Data Privacy

Brazil Has a Brand New Data Protection Law and You Should Know About It

minute read

Post Image

Brazil’s new data protection law, LGPD or Lei Geral de Proteção de Dados (General Data Protection Law), was unanimously approved by their National Congress, and sanctioned by the president on August 14th, 2018. It will come into effect on August 2020 (it was originally 18 months counting from when it’s published in the Diário Oficial da União, but the law was altered on December 27 of 2018, giving companies a bit more time to get ready).

Such law has been created to provide legal support for Brazilian citizens when dealing with the treatment of data of an identified or identifiable person, and it is very clear about the definition of what data treatment is, which according to article 5th:

“treatment: all operations performed with personal data, such as the ones referred as collection, production, reception, classification, utilization, access, reproduction, transmission, distribution, processment, archiving, storing, elimination, evaluation or control of information, modification, communication, transferring, diffusion or extraction;”

The law also contains many regulations to allow every person to have their privacy respected, and of course, the law is quite long, so I recommend to all that might be interested in knowing more, to look at the FAQ done by ABEMD, and also the Law n°13709 straight from Portal da Legislação.

How does the new law impact who uses personal data?
Going straight to what matters to us, this law will impact everyone that sends email marketing or makes use of any personal data.

The new law makes a bold statement: the data belong to the individuals.
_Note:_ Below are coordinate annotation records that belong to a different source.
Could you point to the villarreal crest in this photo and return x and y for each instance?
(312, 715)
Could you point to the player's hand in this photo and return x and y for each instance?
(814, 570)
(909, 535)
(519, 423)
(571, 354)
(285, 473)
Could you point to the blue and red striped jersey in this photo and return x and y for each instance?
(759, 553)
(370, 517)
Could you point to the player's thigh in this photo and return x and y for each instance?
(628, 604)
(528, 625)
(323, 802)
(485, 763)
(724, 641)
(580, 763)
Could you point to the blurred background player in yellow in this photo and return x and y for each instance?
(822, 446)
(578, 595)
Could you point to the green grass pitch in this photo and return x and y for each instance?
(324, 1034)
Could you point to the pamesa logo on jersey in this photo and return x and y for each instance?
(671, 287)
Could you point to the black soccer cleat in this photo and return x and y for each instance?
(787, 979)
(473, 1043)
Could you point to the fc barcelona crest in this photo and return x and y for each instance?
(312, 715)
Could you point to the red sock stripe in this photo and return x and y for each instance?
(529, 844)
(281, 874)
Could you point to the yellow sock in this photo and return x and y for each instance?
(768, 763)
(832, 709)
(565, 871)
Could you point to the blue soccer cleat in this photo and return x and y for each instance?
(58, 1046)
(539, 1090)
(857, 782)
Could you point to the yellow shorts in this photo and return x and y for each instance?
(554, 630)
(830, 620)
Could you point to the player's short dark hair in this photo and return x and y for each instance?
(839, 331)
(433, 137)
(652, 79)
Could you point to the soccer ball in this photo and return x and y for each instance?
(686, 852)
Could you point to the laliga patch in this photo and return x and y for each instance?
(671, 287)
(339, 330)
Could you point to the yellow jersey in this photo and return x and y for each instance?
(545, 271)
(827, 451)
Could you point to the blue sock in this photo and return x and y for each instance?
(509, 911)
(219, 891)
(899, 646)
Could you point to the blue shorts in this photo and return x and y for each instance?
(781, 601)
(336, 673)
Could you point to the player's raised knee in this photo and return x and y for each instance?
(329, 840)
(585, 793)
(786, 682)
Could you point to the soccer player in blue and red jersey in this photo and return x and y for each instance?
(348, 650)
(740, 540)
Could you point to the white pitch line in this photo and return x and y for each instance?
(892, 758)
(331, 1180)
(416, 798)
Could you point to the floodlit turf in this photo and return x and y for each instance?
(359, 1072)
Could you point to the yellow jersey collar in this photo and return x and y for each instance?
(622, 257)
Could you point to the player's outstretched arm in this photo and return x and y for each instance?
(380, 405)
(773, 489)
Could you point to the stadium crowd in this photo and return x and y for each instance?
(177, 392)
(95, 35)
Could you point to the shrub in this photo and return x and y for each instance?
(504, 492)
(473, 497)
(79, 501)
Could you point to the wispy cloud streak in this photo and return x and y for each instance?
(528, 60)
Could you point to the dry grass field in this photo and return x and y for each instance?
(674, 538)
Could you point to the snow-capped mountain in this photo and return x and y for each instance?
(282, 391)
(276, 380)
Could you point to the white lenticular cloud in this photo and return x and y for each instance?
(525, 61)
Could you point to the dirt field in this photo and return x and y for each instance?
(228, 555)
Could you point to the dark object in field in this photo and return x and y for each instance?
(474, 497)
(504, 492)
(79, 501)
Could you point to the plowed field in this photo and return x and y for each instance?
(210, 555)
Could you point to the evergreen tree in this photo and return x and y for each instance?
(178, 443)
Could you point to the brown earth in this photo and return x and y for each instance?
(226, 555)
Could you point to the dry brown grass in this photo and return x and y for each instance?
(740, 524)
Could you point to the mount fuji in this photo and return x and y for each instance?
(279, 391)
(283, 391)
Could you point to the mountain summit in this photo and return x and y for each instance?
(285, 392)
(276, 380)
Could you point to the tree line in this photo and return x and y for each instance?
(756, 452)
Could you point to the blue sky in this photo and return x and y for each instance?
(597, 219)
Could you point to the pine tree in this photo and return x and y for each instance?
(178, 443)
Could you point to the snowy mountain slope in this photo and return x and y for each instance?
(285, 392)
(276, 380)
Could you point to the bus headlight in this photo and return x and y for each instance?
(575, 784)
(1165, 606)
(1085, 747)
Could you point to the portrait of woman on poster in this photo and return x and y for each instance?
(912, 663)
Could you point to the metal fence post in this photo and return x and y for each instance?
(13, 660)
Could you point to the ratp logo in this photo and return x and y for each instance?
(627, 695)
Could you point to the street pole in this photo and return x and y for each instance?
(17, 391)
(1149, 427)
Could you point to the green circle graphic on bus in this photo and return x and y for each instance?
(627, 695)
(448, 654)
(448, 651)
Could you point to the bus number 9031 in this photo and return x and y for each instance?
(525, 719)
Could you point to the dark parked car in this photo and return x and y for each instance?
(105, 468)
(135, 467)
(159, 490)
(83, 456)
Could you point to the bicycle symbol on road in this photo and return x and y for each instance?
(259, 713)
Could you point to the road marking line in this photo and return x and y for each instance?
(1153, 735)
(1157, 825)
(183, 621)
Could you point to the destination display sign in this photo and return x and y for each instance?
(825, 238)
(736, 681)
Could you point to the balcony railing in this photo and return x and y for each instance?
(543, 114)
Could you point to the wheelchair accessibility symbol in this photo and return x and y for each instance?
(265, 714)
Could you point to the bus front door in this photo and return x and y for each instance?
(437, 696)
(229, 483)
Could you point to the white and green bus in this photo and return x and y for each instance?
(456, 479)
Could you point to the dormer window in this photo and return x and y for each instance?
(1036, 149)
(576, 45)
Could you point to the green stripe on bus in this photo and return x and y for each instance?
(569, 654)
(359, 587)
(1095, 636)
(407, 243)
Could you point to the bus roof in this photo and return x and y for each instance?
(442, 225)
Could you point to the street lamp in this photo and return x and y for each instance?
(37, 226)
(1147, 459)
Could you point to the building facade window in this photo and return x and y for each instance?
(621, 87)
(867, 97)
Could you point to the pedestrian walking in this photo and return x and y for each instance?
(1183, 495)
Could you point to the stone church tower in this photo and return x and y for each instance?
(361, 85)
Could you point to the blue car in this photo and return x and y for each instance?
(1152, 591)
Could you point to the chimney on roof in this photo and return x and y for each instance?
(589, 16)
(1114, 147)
The data that your company has about people will need to have a legal basis. If your company wishes to use data that identifies or makes someone identifiable, they will have to obtain consent from the owner, and according to the law, consent is: “consent: manifestation by free will, informed and unmistakable by which the owner agrees with the treatment of his personal data for a specific purpose;”

This excerpt points out two important things:

  1. The way that consent is requested has to be clear and it can’t be hidden inside a privacy policy
  2. The purpose of the consent has to be determined.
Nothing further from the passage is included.